WhiteningBERT
Source code and data for paper WhiteningBERT: An Easy Unsupervised Sentence Embedding Approach.
Preparation
git clone https://github.com/Jun-jie-Huang/WhiteningBERT.git
pip install -r requirements.txt
cd examples/evaluation
Usage
Datasets
We use seven STS datasets, including STSBenchmark, SICK-Relatedness, STS12, STS13, STS14, STS15, STS16.

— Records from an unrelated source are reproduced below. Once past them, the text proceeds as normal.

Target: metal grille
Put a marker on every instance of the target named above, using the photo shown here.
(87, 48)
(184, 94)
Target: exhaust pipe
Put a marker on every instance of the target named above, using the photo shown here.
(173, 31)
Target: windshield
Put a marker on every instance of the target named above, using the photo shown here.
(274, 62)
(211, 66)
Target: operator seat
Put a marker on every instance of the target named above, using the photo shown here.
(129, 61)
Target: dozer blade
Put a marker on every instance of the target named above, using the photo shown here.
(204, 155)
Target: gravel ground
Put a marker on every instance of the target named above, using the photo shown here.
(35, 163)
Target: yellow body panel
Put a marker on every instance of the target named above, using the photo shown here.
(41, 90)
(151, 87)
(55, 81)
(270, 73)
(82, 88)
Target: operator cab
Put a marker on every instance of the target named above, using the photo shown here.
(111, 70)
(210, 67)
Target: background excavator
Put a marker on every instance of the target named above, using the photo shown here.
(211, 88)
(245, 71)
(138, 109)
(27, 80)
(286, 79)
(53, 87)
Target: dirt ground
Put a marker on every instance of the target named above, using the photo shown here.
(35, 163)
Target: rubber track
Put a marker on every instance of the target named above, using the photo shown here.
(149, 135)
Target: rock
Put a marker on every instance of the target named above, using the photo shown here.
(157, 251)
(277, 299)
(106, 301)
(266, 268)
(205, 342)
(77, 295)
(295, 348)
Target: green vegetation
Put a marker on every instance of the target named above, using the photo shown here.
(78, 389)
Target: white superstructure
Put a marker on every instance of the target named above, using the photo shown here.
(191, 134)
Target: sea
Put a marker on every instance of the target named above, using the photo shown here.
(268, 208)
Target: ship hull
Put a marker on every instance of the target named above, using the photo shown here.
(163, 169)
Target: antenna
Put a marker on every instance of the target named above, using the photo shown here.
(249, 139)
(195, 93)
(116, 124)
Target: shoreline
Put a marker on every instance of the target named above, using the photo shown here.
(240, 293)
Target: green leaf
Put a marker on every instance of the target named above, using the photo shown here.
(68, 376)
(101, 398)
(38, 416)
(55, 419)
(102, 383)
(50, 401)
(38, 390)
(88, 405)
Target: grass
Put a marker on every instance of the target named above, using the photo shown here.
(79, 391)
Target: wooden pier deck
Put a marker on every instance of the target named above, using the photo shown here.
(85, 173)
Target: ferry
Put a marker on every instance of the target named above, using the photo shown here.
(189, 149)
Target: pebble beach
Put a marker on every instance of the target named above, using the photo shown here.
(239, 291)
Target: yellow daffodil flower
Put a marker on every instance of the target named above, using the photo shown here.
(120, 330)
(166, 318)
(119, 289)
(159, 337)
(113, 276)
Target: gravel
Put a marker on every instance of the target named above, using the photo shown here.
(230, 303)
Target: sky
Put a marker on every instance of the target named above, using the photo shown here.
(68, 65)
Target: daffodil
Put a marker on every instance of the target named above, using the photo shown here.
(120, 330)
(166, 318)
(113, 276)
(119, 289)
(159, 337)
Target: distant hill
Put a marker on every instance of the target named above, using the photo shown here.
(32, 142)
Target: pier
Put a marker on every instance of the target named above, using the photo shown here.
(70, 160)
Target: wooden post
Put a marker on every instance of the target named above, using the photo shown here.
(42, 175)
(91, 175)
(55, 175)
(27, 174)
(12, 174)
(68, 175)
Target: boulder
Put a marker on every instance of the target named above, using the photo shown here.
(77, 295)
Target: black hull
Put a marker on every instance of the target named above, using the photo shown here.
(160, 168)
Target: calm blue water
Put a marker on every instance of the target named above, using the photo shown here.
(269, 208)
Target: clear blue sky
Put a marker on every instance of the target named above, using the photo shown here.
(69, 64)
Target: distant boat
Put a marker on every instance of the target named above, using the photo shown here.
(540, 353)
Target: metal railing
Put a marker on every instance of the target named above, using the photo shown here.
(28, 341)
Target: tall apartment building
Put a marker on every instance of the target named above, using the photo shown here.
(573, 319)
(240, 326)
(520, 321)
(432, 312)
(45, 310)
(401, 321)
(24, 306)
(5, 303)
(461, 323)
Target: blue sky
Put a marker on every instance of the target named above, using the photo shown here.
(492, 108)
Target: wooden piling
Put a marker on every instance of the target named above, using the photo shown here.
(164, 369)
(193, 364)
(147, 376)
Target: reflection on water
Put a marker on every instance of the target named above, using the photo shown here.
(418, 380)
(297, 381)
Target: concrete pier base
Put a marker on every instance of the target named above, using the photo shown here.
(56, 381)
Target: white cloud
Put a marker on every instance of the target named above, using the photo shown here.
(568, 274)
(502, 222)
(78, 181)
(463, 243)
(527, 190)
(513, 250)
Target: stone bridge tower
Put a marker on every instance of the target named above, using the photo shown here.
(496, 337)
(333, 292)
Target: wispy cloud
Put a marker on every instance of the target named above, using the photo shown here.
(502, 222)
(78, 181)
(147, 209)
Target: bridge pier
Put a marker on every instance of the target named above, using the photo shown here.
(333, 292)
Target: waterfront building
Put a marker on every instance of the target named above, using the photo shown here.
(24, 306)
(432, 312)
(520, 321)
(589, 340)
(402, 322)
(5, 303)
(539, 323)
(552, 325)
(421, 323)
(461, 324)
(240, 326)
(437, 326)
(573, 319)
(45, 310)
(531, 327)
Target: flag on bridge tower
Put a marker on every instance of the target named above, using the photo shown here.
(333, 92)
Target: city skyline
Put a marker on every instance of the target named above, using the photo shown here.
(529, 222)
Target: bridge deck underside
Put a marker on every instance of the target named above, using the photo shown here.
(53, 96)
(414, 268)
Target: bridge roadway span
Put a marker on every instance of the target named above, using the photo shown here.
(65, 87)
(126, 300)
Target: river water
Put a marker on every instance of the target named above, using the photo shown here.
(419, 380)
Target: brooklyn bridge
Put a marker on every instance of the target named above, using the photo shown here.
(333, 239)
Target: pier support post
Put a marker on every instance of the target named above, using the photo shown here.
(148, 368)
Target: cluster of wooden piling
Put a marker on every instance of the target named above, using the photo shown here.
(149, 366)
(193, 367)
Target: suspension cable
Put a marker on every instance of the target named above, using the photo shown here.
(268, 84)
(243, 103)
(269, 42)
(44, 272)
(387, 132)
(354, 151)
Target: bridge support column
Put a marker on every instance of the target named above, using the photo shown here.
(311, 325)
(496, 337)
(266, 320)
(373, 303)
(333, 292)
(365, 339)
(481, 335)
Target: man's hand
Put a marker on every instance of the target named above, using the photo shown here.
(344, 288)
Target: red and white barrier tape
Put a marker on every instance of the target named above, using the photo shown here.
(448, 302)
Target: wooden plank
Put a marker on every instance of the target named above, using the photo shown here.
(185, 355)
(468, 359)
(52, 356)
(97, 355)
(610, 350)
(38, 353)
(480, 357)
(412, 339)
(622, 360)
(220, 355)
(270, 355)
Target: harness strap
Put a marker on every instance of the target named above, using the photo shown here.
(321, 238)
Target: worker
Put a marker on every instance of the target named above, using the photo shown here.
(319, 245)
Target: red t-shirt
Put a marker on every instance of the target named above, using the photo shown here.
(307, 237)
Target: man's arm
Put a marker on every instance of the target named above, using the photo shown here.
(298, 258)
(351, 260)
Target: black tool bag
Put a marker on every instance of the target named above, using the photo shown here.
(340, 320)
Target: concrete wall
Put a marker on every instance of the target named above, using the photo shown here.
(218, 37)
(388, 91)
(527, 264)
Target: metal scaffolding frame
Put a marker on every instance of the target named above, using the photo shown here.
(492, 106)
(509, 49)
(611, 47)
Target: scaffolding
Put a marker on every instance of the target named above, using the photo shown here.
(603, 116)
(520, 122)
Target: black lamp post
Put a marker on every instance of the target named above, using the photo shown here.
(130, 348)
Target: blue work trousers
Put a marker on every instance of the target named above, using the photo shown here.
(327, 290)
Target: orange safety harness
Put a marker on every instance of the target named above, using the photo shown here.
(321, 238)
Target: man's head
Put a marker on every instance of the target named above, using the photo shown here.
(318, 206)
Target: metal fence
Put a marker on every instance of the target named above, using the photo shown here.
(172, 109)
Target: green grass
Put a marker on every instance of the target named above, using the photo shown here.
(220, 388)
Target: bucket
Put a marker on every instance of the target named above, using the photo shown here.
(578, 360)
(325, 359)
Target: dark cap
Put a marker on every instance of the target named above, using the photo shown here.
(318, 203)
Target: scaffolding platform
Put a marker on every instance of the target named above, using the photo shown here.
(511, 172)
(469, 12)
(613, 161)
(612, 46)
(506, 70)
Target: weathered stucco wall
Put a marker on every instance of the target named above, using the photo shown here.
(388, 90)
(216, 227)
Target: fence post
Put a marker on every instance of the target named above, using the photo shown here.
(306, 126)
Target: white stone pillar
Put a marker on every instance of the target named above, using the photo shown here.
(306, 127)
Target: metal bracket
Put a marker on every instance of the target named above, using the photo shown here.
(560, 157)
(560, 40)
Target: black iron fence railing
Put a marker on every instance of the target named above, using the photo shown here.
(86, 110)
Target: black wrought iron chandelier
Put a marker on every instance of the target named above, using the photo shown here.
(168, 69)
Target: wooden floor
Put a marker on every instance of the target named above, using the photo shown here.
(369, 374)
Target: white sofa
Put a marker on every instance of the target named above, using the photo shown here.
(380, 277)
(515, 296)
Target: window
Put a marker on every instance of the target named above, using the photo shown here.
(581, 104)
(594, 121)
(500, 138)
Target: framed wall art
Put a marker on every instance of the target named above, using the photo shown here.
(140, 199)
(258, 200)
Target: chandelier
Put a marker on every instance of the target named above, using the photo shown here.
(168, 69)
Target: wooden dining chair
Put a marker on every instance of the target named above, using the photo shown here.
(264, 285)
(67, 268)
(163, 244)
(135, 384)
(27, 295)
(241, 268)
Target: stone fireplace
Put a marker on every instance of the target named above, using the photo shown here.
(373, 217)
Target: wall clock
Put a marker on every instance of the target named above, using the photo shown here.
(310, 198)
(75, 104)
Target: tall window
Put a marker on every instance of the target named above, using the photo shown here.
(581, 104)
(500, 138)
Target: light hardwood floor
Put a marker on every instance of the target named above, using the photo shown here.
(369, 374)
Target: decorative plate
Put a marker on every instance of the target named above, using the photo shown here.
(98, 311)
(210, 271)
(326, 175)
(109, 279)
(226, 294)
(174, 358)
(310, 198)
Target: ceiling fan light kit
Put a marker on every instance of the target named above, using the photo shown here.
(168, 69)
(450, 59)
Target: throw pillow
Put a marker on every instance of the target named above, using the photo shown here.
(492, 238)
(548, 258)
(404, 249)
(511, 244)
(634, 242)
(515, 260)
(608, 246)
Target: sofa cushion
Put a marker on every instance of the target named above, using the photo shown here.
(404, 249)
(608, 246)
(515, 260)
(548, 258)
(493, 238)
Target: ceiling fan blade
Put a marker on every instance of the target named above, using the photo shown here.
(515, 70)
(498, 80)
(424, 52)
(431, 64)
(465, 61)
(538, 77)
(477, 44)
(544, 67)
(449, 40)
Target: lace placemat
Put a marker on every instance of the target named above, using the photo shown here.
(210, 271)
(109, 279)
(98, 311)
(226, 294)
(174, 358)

The processed data can be found in ./examples/datasets/.
Run
- To run a quick demo:
python evaluation_stsbenchmark.py \
--pooling aver \
--layer_num 1,12 \
--whitening \
--encoder_name bert-base-cased
Specify --pooing with cls or aver to choose whether use the [CLS] token or averaging all tokens. Also specify --layer_num to combine layers, separated by a comma.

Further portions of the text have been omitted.